The example House Speaker Kevin Cotter, R-Mt. Pleasant, gave was that if an employee has a contract guaranteeing retirement benefits for 20 years, they would be considered vested. If the contract just generally says retiree health care will be provided, they would not be considered vested, he said.
"Certainly there are large numbers of the insured retirees and current employees who do serve in police and fire... so to the extent that those benefits are funded then we don't have an issue. To the extent that they're not then we have a cost sharing, it's a 80/20 arrangement," Cotter said.
But police and fire personnel tend to retire earlier than somebody who works a desk job, according to testimony on Thursday. If they're not yet 65, they don't qualify for Medicare and could face expensive health care premiums.
Rep. Jeremy Moss, D-Southfield, said police and fire jobs were physically demanding.
"It would concern me if you had a fleet of cops in their 60s or 70s, or firefighters in their 60s or 70s," Moss said.
He said the disproportionate impact of the bills on police and firefighters was "a blind spot in this legislation that is full of blind spots."
A few weeks ago, the Police Officers Association of Michigan was urging members to contact lawmakers about the potential bills. Now that they've seen the bills, there's even more concern.
"This was as bad as we could have expected... this is very bad," said Ed Jacques, director of member services for POAM.
A big factor, he said, was that the proposal affects current retirees and employees. Before the bills were actually introduced, there was speculation they might just affect new hires. But now, Jacques said, it was clear that people who were already making retirement plans would be affected.
"It's impacting people that have 20 years on the job, that are counting on that," Jacques said.
And one bill in the package -- House Bill 6076 -- only affects police and fire. It opens up Public Act 312 of 1969, which was established to send contract disagreements between police or fire and local governments to compulsory arbitration, preventing strikes by the public safety units. Specifically, it prohibits such an arbitration panel from issuing an order or opinion encompassing retiree health care benefits.
PA 312 has been in effect for decades, said Hiller, and it's working.
"We live by it, we don't strike or have blue flu," Hiller said.
The proposal would also affect new hires. Starting May 1, 2017, retiree health benefits would be eliminated for new employees. Local governments could, optionally, put up to 2 percent of an employee's base pay into a tax-deferred health savings account.
Jacques said that could result in fewer people wanting to enter to policing profession.
POAM is planning a rally on the capitol steps on Tuesday, Dec. 6, Jacques said. They're inviting not only police personnel but other union members as well. They plan to be on the capitol steps all day long.

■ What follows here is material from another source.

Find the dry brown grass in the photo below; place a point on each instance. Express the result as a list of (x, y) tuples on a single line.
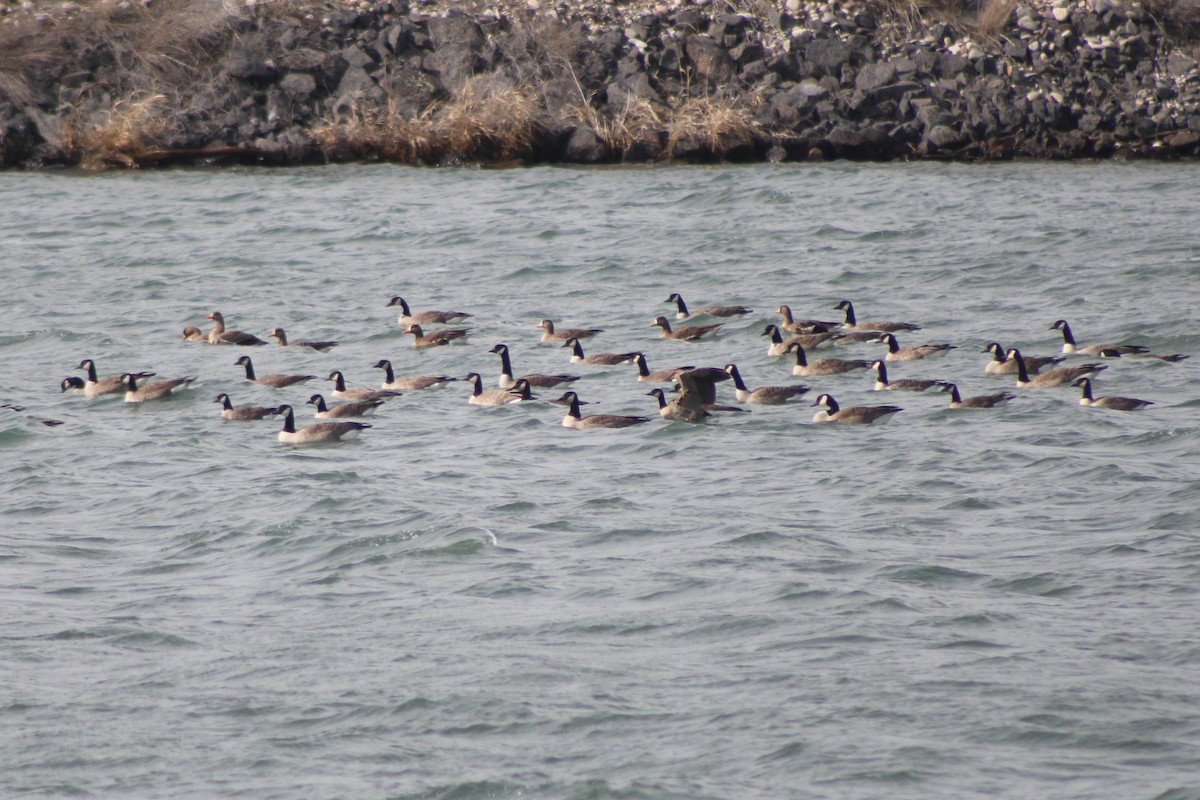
[(718, 126), (132, 127)]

Meanwhile, House Local Government Committee chair Rep. Lee Chatfield, R-Levering, said the bills would be beneficial to police and firefighters in the long run.
"Because we understand the importance that they are in the communities, I think that's why this is a proactive approach, to ensure that they have the promises that were made to them before," Chatfield said.
He and Cotter both argued that by solving the problem of unfunded liabilities they were ensuring retirees had some benefits in the long-term, rather than seeing them eliminated through municipal bankruptcies.
"In my opinion this is about trying to save a more significant portion of the benefits that have been promised," Cotter said.
He said he was willing to be flexible with the legislation and have conversations with police and firefighters about it if they were willing to acknowledge the problem and work toward a solution.